Track 4 Upgrade process¶

Abstract

This track covers the fundamentals of the upgrade procedure on a running platform

Release note¶

Before considering a migration, you should check each release note that separates your running version and the target version.

A release note explains quickly major changes embedded in the version. It is very important to consult it to have a functional overview of the changes made

For example, check the 6.2.0 Release Note to have an overview

Migration Guide¶

Each release note have an associated upgrade note which describes each changed in detail that you need to apply to your configuration before considering the migration

For example, check the Upgrade notes from 6.1 to 6.2

Migration procedure¶

We cannot write a migration procedure as we have done for the patching procedure because it would be too different between each platform, depending on the running applications and their SLA, and depending on the nature of the underlying open-source framework evolution..

Indeed, each platform is different, some of them cannot have a service interruption on their kafka clusters, others on their elasticsearch clusters and still others on both for example.

In this context, we must therefore work on a case-by-case basis with each client on the best procedure to adopt as it would be a nightmare to build a complete procedure suitable for all use cases at the same time. Some platform owner have sufficient internal skills and MCO team manpower to handle on their own minor updates or even full deployments. Most will request the Punch Professional services team for workshops for preparing these migration, and/or migration procedure writing and support for execution.

Of course, once the migration procedure has been finalized with the customer, it is not done manually but leverages the deployment tool and the associated Ansible inventory which offer many possibilities for remote and group actions on the platform.

Minor vs Major¶

All updates are about evolution in some software components. Minor ones are when the evolved components have enough compatibility to allow upgrading "in place" the software versions of one node at a time in each cluster, with little service interruption because the overall configuration and inter-frameworks compatibility is still ensured so as to require no simultaneous frameworks updates and/or pipelines configuration changes.

Major ones usually imply

preparing an updated version of the deployment and pipelines
a specific order for updating versions of frameworks
most often, a step where at least part of the processings have to be stopped to allow for consistent update- of several different components (e.g.: Apache Kafka + zookeeper + Punchplatform operator environment)

Major upgrade procedures have to be designed with a tradeof in mind: Service interruption duration vs Complexity of the overall upgrade procedure.

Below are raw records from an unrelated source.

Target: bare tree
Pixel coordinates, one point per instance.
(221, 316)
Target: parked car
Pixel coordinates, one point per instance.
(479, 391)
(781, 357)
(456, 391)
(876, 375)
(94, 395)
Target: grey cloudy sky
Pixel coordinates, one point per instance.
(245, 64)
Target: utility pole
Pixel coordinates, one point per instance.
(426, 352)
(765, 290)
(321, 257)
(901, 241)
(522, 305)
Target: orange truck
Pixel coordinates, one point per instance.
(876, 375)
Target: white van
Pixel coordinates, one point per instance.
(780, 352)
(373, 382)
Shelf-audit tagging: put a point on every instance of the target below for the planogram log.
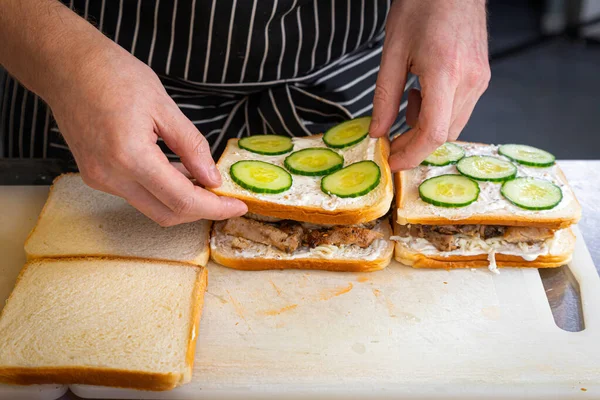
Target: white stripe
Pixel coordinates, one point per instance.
(226, 125)
(119, 18)
(33, 133)
(355, 81)
(137, 26)
(283, 39)
(46, 123)
(262, 64)
(375, 18)
(342, 109)
(22, 123)
(210, 24)
(287, 91)
(332, 31)
(274, 103)
(100, 25)
(348, 66)
(153, 42)
(204, 121)
(300, 33)
(170, 54)
(315, 7)
(348, 21)
(249, 41)
(198, 107)
(190, 40)
(309, 110)
(11, 121)
(362, 24)
(266, 122)
(228, 48)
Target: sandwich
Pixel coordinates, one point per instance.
(80, 221)
(317, 202)
(102, 321)
(474, 205)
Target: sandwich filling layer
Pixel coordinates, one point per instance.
(466, 240)
(249, 238)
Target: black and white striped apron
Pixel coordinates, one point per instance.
(234, 67)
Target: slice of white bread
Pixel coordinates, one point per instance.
(559, 253)
(109, 322)
(305, 201)
(330, 258)
(79, 221)
(491, 208)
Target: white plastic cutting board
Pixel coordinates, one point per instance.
(397, 333)
(19, 208)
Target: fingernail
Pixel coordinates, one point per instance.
(214, 175)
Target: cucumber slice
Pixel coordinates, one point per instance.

Typical major upgrade project¶

The following steps are often followed by big platform or product owners:

1-Requesting a workshop to intialize upgrade procedure design with customer and Punch PFS Team members. Goals: Identify constraints

important SLA to consider during the migration procedure (what are the truly critical functions where the platform owner is limited in downtime allocation).
possible upgrade scenarii (possibility to allocate temporarily additional VMs or servers during the upgrade)
existing data that must be preserved or migrated during the upgrade phase
Decisions to make for the customer, to leverage new features or to adapt its existing custom configuration to the new version
Skills available in customer team to execute upgrade, and level of associated support needed

2-(1 or 2 weeks delay) The Punch Pfs team identifies envisionned amount of preparatory activites. E.G.:

update steps identifying and synthesis
if needed, inter-versions compatibility assessment between components used on the platform
dryrun of unitary update steps on test platforms

3-(2 to 3 weeks) After customer review and approval, the preparation activites are conducted on both sides

platform owner: new or temporary infrastructure resources provisioning (OS updates, firewalling, VMs, storage...)
platform owner or Pfs team : prepare the existing configuration to east evolution (re-templating)
PFs team: compatibility tests and update steps sequencing documentation with Rationale
PFS team: prepare updated configuration, test updated channels template

4- (1 to 4 weeks) Software components updates on the chosen production platform(s) or integration platform

5- Optional additional configuration updates deployment for enhanced/new features, and associated monitoring impact on external monitoring system

6- If the customer team is in charge of upgrading target production platforms or boxed products based on upgrade dry-run with PFS team support on a factory platform, phase of review/support for the customer documenting of the custom production update procedure.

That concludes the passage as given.